Universal property of $N\rtimes K$

Question

Given groups $N$ and $K$, if $K$ acts on $N$ by \begin{equation} K\xrightarrow{\theta}\operatorname{Aut_{Grp}}(N), \end{equation} then we can define a group $N\rtimes_{\theta}K$ whose elements are like in $N\times K$ but the multiplication is defined by \begin{equation} (n,k)(n',k')=(n\theta_{k}(n'),kk') \end{equation} where $\theta_k\in \operatorname{Aut_{Grp}}(N)$ is the image of $k$ under $\theta$.

This semidirect product is very useful in studying structures of finite groups, especially it solves the extension problem \begin{equation} 1\longrightarrow N\longrightarrow N\rtimes_{\theta} K\longrightarrow K\longrightarrow 1. \end{equation} But I am wondering whether this can be defined using universal properties? In the abelian case $N\rtimes K$ is just $N\times K$ so we have the universal property of products, but what about the nonabelian case?

Thanks!

Answer 1

For the sake of the MSE search engine, I'm summarizing the discussion in the associated MO post.

First, note that each group can be considered to be a (relatively simple) category. If we assume that our semidirect factors $N$ and $K$ are encoded this way, then one can encode $\theta$ as a functor $K\to\textbf{Cat}$ sending $\star\mapsto N$. Post-encoding, one obtains a nice description of $N\rtimes K$ as a Grothendieck construction/Kan extension $\int^K{N}$. If you want fancy names, then this describes $N\rtimes K$ as a lax 2-colimit.

Unfortunately, you probably don't just want fancy names: you probably want a description of semidirect products that is element-free. The encoding process to make a lax 2-colimit construction elevates each element of $N$ and $K$ to a category morphism, which defeats the point. So can we give an element-free description?

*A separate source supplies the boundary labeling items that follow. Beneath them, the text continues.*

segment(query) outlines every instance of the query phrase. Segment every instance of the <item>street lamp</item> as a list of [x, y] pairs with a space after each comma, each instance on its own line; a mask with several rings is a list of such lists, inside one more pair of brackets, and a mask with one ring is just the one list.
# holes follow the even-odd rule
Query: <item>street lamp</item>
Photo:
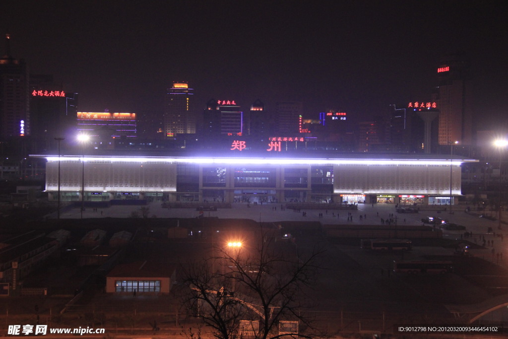
[[65, 139], [65, 138], [55, 138], [55, 140], [58, 142], [58, 199], [56, 207], [56, 215], [58, 220], [60, 220], [60, 142]]
[[78, 135], [78, 141], [81, 143], [83, 157], [81, 158], [81, 219], [83, 219], [83, 209], [85, 204], [85, 143], [90, 139], [86, 134]]
[[498, 201], [498, 208], [499, 209], [499, 226], [497, 228], [501, 229], [501, 156], [502, 155], [502, 150], [508, 146], [508, 140], [503, 139], [498, 139], [494, 142], [494, 145], [499, 148], [499, 200]]
[[453, 145], [459, 143], [458, 141], [449, 141], [450, 143], [450, 213], [452, 214], [452, 173], [453, 171]]

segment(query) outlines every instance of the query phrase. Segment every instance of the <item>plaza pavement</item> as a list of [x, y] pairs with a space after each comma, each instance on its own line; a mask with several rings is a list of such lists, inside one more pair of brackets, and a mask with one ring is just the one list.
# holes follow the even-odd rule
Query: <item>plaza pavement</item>
[[[149, 203], [147, 205], [149, 208], [149, 218], [194, 218], [197, 217], [199, 211], [195, 208], [166, 208], [163, 207], [160, 202]], [[399, 226], [422, 225], [422, 218], [425, 217], [438, 217], [448, 220], [449, 222], [462, 225], [466, 227], [466, 231], [472, 232], [472, 238], [466, 238], [463, 234], [465, 231], [447, 231], [443, 230], [443, 237], [449, 239], [460, 239], [464, 238], [471, 242], [482, 245], [483, 237], [486, 241], [493, 241], [492, 245], [488, 245], [489, 251], [484, 249], [473, 249], [471, 253], [475, 256], [483, 257], [492, 261], [497, 261], [497, 256], [491, 255], [493, 248], [495, 253], [502, 253], [503, 262], [508, 265], [508, 238], [504, 241], [504, 237], [508, 236], [508, 224], [502, 224], [501, 230], [498, 229], [498, 221], [491, 221], [480, 218], [481, 212], [465, 212], [465, 205], [459, 205], [453, 206], [453, 213], [450, 213], [449, 209], [444, 211], [442, 206], [421, 206], [421, 210], [417, 213], [399, 213], [396, 211], [395, 205], [388, 204], [374, 204], [373, 205], [360, 204], [358, 210], [329, 209], [302, 209], [300, 212], [295, 212], [289, 208], [282, 209], [285, 204], [280, 203], [264, 203], [255, 205], [252, 203], [235, 203], [232, 204], [231, 208], [219, 208], [217, 211], [205, 211], [205, 217], [218, 218], [219, 219], [246, 219], [263, 222], [277, 222], [280, 221], [305, 221], [320, 222], [323, 225], [348, 224], [351, 226], [361, 225], [382, 225], [381, 219], [387, 219], [393, 213], [397, 218]], [[109, 207], [99, 208], [97, 211], [91, 207], [87, 208], [83, 212], [83, 218], [130, 218], [133, 211], [137, 211], [141, 214], [140, 206], [114, 205]], [[303, 212], [306, 213], [305, 217]], [[348, 213], [352, 215], [353, 221], [348, 221]], [[323, 217], [320, 217], [322, 213]], [[495, 215], [494, 212], [491, 215]], [[360, 216], [363, 218], [360, 219]], [[56, 212], [46, 216], [47, 218], [56, 218]], [[60, 213], [61, 219], [79, 219], [81, 214], [79, 208], [74, 208]], [[506, 212], [502, 216], [502, 220], [508, 221], [508, 214]], [[492, 228], [493, 232], [488, 233], [489, 228]], [[503, 237], [499, 236], [500, 234]]]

Yes! Consider the morphism category $\textbf{Mor}(\textbf{Grp})$ which consists of group homomorphisms $A\to B$. An element $F\in\textbf{Mor}(\textbf{Grp})$ defines a map $A\to\text{Aut}(B)$; elements of $A$ act on $B$ by conjugating by the image under $F$. There is a forgetful functor dropping the specific map $A\to B$ in favor of the action $A\to\text{Aut}(B)$; the mapping taking $K\to\text{Aut}(N)$ to the inclusion $K\to N\rtimes K$ is the left-adjoint of that forgetful functor.

Both of these options are discussed on the $n$-CatLab.

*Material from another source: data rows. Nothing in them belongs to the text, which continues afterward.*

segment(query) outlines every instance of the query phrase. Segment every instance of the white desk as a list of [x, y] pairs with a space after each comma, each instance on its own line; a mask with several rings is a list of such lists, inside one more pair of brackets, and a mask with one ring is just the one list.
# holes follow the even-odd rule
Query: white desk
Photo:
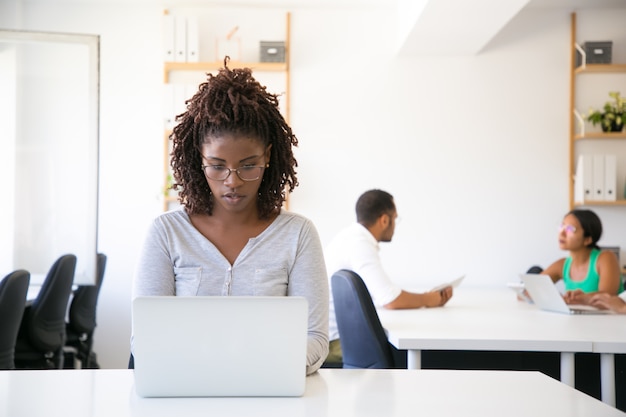
[[539, 372], [322, 369], [300, 398], [140, 398], [133, 384], [130, 370], [2, 371], [0, 416], [626, 416]]
[[626, 352], [626, 317], [567, 315], [520, 302], [508, 288], [457, 288], [443, 308], [378, 310], [389, 341], [421, 367], [422, 350], [559, 352], [561, 381], [574, 386], [574, 353], [598, 352], [602, 399], [615, 405], [614, 353]]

Lastly, one might object that both of these constructions build the semidirect product as a colimits. One usually encounters semidirect products are a generalization of direct products, which are limits, so one might hope for a limit construction. But this is something of a coincidence: the direct product is a quotient of the coproduct (free product) via $$N\times H=N*H/\langle\!\langle nhn^{-1}h^{-1}\rangle\!\rangle_{n\in N, h\in H}$$ where $\langle\!\langle\cdot\rangle\!\rangle$ denotes the normal closure generated by those elements. A semidirect product is a twist of this quotient via $$N\times H=N*H/\langle\!\langle nhn^{-1}\theta_h(n)^{-1}\rangle\!\rangle_{n\in N, h\in H}$$ Indeed, within the category of groups (or, really, any subcategory of pointed sets), a direct product has both projection and injection maps to and from (respectively) each direct factor. The projections are what makes it a direct product…and the condition that semidirect products choose to weaken.

Answer 2

Since this got bumped already today, I'll add another answer based on Martin Brandenburg's answer in the linked question. The point of this answer is to give a short and to the point answer that's (ideally) a little more transparent to beginners than the other existing answer.

If $\phi:K\to \newcommand\Aut{\operatorname{Aut}}\Aut(N)$, then $N\rtimes_\phi K$ is universal among groups $G$ with pairs of maps $i : N\to G$ and $j : K\to G$ such that for all $n\in N$, $k\in K$, $$ j(k)i(n)j(k)^{-1} = i(\phi_k(n)), $$ where $\phi_k=\phi(k)$, In the sense that for any such group $G$ there is a unique map $(i,j) : N\rtimes_\phi K \to G$ such that $(i,j)|_N = i$, and $(i,j)|_K = j$.

In words, $N\rtimes_\phi K$ is universal (initial) for groups $G$ with maps from $N$ and $K$ where the image of $K$ is in the normalizer of the image of $N$, the kernel of $N\to G$ is fixed (setwise) by the action of $K$, and the conjugation action of $K$ on the image of $N$ is given by $\phi$.

As discussed in the other answer, despite products being a special case of semidirect products, we only have injection maps and not projections for semidirect products, so they are a kind of colimit.

For other perspectives and more details read the other answer by Jacob Manaker or the MO answer by Martin Brandenburg.